Setting aside the question of whether it was a smart decision to reject the partition plan, it's easy to see why they didn't view it as legitimate. Imagine if Mexican immigrants petitioned the UN to split the American Southwest into a new Hispanic state because they (illegally) immigrated there in sufficient numbers.

This is more similar to the hazy borders of Texas before it was inducted as a state in the US than Mexico trying to pull this on already established US territory. In fact the parallels are myriad and early mexico really did get screwed out of their territory after losing a war, remember the Alamo, to the American settlers. Imagine if now centuries later Mexico continued to dispute the territory and launched regular unguided rocket attacks at San Antonio. The mandate Palestine area was not a state before the fall of the Ottoman empire and had no real borders. After the fall the territory was rightfully British clay and the mandate policy gave the immigrant Jews a right to attempt to establish a state there. Was there lots of shenanigans coming from both of the budding nations? Absolutely, there were among the early Texans as well. Really the more I think of it Texas really is a pretty good analogy for Israeli history before around like 1960.

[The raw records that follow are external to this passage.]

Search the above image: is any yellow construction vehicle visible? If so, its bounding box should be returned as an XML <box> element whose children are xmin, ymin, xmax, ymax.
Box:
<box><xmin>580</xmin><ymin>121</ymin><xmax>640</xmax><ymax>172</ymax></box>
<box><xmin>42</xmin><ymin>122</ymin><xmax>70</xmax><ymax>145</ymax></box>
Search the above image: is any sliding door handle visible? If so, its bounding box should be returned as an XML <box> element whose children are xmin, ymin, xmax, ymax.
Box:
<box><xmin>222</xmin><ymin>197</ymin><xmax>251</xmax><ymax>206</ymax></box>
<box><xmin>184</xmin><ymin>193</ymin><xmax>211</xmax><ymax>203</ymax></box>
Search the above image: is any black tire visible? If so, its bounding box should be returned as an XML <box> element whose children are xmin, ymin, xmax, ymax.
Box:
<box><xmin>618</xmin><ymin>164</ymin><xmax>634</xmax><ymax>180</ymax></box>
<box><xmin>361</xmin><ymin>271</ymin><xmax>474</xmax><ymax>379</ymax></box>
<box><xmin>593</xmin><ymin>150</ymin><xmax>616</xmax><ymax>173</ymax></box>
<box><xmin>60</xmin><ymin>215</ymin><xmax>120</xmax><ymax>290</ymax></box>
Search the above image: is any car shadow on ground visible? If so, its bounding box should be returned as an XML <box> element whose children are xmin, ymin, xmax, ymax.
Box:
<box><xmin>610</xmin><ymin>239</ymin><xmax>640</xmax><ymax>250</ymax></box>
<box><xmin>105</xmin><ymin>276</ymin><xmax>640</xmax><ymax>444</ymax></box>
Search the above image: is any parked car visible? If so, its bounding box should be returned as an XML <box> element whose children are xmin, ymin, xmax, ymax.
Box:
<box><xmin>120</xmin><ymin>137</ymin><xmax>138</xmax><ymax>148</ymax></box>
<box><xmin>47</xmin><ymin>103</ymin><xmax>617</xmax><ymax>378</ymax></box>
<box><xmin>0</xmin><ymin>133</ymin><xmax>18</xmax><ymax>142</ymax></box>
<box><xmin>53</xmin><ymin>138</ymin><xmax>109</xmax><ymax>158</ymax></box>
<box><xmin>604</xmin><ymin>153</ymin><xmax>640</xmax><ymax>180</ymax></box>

That's why the West Bank is such a millstone though. They won it in war but now they need to either integrate it or give it up. Keeping it in limbo is the source of all their problems. If Israel could actually enunciate their borders they wouldn't need to negotiate or accept anything from the Palestinians at all. The haven't needed Syria to agree to them having the Golan Heights for example. Maintaining this quasi sovereignty indefinitely is the source of essentially all their problems both internal and external.

And now yes because of Hamas handing over anything is tricky. But they had decades where they could have handed whatever rump state they wanted to the PLO. And they wouldn't have needed their agreement anymore than they need Syria's for the Golan。

I agree it's a millstone but it's far from the source of all their problems which seem more centrally to be located in the surrounding population which has a persistent belief that if they just keep fighting eventually they will drive the Jews to the sea and have the whole of the region as a Palestinian state and is thus unwilling to continence any kind of long term peace that forecloses on that possibility.

The haven't needed Syria to agree to them having the Golan Heights for example. Maintaining this quasi sovereignty indefinitely is the source of essentially all their problems both internal and external.

If they enunciated some border, say a modest expansion over the green line to encompass the majority of the settlements clustered along that line then what are their policing positions in the west bank? The fear is that pulling out without a Palestinian partner would lead to a repeat of their pull out form gaza and that the west bank would immediately become a staging ground for attacks on Israel which would eventually trigger an invasion and we'd be back to square one.

Handing over the territory without a deal might have ended up like Gaza (which is criticized even by pro-Pals as a way to freeze the peace process*). Worse maybe.

So we have to go back to why a deal didn't happen.

* Pretty damning when you think about it tbh.